尤銘在腦子裏回想了他和周遠的對話,臉色瞬間變白,他連忙說:“你聽到哪裏?你有沒有把我和他說的話聽完?”

江予安看著尤銘,哪怕是在黑暗中,他都能把尤銘看得一清二楚。

他也清楚,他對尤銘的感情比尤銘對他的更深。

在聽見尤銘說“所以我得到了好處,也要承受壞處。”的時候,他走出了房間門,那一瞬間他差點沒有控制住自己,甚至想要下一秒就把聽見這話的周遠給殺了,或是把楊榮寶他們也殺了。

但他沒有。

他壓抑住暴虐的沖動,在門外等待著尤銘出來。

他甚至想把尤銘關起來,關在屋子裏,只能看見他,只能聽見他,只能感受他。

讓尤銘的嘴裏只能發出纏綿時的聲音,說不出任何傷人的話。

當尤銘走出陽臺的時候,他真的有一股去實施這種念頭的沖動。

“我告訴他,我跟你在一起確實是因為我身體不好,我也沒有想到結冥婚真的會有一個鬼丈夫。”尤銘放輕了聲音,“但我也告訴他,我很愛你。”

愛這個字說出來的時候,尤銘的腦子一片空白。

他說出來了嗎?

真的說出來了。

他很早之前就想告訴江予安自己愛他。

可是尤銘說不出口。

現在終於說了,但說這話的氣氛卻不怎麽對。

尤銘甚至都已經想好了,江予安下個月的生日,他會用一天的時間去和江予安約會,他們會去游樂園,去吃燭光晚餐,會看電影,然後會去開間情侶主題房,那一整天他們都是完全屬於彼此的,沒有第三個人。

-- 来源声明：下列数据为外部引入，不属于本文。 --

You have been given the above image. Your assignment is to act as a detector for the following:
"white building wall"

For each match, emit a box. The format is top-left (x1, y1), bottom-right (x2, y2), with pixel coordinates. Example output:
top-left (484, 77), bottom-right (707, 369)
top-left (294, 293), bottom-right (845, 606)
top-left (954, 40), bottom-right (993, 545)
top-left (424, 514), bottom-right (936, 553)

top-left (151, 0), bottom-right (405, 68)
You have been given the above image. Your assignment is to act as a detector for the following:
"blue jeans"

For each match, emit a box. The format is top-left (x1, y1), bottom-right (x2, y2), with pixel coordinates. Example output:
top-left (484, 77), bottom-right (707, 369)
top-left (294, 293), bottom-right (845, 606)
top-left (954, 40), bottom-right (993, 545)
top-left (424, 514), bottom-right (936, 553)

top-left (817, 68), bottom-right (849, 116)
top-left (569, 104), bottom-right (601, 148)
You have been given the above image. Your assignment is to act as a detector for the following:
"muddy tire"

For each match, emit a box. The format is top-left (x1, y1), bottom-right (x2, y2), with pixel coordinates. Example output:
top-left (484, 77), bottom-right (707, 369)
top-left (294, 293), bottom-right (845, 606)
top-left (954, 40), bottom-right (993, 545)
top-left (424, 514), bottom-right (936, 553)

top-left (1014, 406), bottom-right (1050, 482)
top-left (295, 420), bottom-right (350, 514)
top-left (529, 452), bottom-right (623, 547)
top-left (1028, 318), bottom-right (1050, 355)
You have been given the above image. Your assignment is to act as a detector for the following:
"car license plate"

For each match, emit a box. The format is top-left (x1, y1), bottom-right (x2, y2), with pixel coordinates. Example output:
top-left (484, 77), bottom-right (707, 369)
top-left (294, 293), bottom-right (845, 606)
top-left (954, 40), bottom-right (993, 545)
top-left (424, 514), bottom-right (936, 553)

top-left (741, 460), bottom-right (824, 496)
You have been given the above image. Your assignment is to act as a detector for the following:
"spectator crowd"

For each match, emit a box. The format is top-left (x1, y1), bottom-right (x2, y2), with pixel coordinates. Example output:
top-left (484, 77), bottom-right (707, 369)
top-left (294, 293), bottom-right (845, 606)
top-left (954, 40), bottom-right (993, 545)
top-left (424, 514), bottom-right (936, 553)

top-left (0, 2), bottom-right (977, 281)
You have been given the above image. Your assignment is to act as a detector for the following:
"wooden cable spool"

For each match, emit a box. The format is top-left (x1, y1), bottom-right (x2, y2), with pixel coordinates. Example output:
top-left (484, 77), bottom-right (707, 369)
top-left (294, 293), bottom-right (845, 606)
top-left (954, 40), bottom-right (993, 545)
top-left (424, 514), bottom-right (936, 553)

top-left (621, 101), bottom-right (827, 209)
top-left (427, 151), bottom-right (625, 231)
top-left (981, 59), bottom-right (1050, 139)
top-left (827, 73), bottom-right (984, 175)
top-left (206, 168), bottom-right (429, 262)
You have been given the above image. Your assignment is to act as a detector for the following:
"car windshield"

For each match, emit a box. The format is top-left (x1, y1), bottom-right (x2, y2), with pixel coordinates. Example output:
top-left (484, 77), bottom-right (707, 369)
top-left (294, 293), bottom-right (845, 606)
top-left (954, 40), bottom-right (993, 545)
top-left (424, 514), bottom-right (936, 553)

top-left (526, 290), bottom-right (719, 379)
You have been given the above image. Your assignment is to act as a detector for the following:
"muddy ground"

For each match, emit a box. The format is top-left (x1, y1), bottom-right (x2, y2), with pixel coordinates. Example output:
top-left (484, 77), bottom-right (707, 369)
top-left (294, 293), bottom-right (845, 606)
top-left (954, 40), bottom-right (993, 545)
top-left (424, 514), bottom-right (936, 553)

聽江媽媽他們說,江予安活著的時候喜歡足球,喜歡梅西,他還準備用自己的錢去買有梅西簽名的足球送給江予安。

還有對戒,他也已經準備好去挑了。

他們會度過非常浪漫的一天,到了晚上,尤銘會向江予安告白。

然後他們會做愛。

他把什麽都考慮好了。

尤銘急切地對江予安說:“你相信我,好不好?”

江予安嘆了口氣,嘆息聲在這個房間裏格外明顯:“我要離開一段時間。”

尤銘僵住了:“因為我說的那些話?”

江予安:“跟你沒有關系。”

尤銘難得示弱,他向前一步抱住江予安,這次江予安沒有躲開,尤銘認真地說:“你了解我,知道我從來都不說謊。”

他這輩子沒有說過一句謊話。

江予安揉了揉尤銘的頭:“我相信你。”

尤銘松了口氣。

江予安又說:“但我要離開,跟你說的那些話沒有關系。”

尤銘的眼睛忽然有些酸痛:“那是為什麽?”

江予安放下了手,尤銘後退了一步,江予安說:“我先走了,雲瞳和小鳳會跟著你,有什麽事就找他們,如果遇到了危險,我會來的。”

尤銘還來不及再說些什麽,江予安就已經消失了。

江予安懸在窗外,看著尤銘坐在床邊待了大半個小時才去洗漱。

他不是不相信尤銘,他也知道尤銘說的是真的。

只是他忽然發現,他並不是尤銘眼中那個溫柔體貼的愛人。

他的暴虐和偏執藏在骨血裏,不願意讓尤銘發現。

一旦尤銘發現他其實是這樣一個人,尤銘還會像今晚一樣,堅定地對他說愛嗎?

江予安苦笑,他不想露出端倪,不想讓尤銘發現他到底是個什麽樣的人。

所以他只能暫時離開尤銘。

等到他重新找回溫柔體貼的面具,才能再出現在尤銘面前。

為了跟尤銘在一起,他不介意永遠戴著這個面具。